How to download with wget without following links with parameters
I'm trying to download two sites for inclusion on a CD:
http://boinc.berkeley.edu/trac/wiki
http://www.boinc-wiki.info
The problem I'm having is that these are both wikis. So when downloading with e.g.:
wget -r -k -np -nv -R jpg,jpeg,gif,png,tif http://www.boinc-wiki.info/
I do get a lot of files because it also follows links like ...?action=edit ...?action=diff&version=...
Does somebody know a way to get around this?
I just want the current pages, without images, and without diffs etc.
P.S.:
wget -r -k -np -nv -l 1 -R jpg,jpeg,png,gif,tif,pdf,ppt http://boinc.berkeley.edu/trac/wiki/TitleIndex
This worked for berkeley but boinc-wiki.info is still giving me trouble :/
P.P.S:
I got what appears to be the most relevant pages with:
wget -r -k -nv -l 2 -R jpg,jpeg,png,gif,tif,pdf,ppt http://www.boinc-wiki.info
Solution 1:
The new version of wget (v.1.14) solves all these problems.
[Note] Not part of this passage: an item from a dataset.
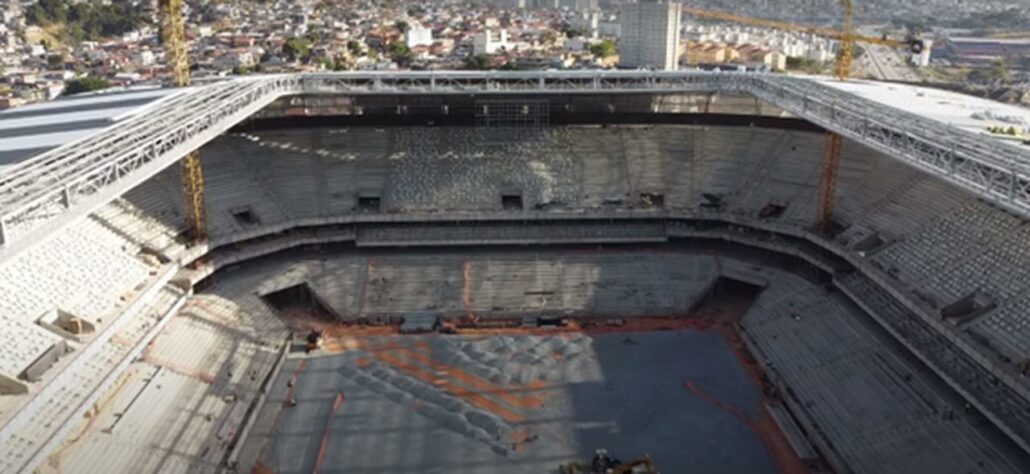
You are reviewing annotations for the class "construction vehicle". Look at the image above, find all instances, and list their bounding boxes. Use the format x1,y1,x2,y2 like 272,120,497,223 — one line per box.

You have to use the new option --reject-regex=....
to handle query strings.
Note that I couldn't find the new manual that includes these new options, so you have to use the help command wget --help > help.txt
Solution 2:
wget --reject-regex '(.*)\?(.*)' http://example.com
(--reject-type posix
by default). Works only for recent (>=1.14) versions of wget
though, according to other comments.
Beware that it seems you can use --reject-regex
only once per wget
call. That is, you have to use |
in a single regex if you want to select on several regex :
wget --reject-regex 'expr1|expr2|…' http://example.com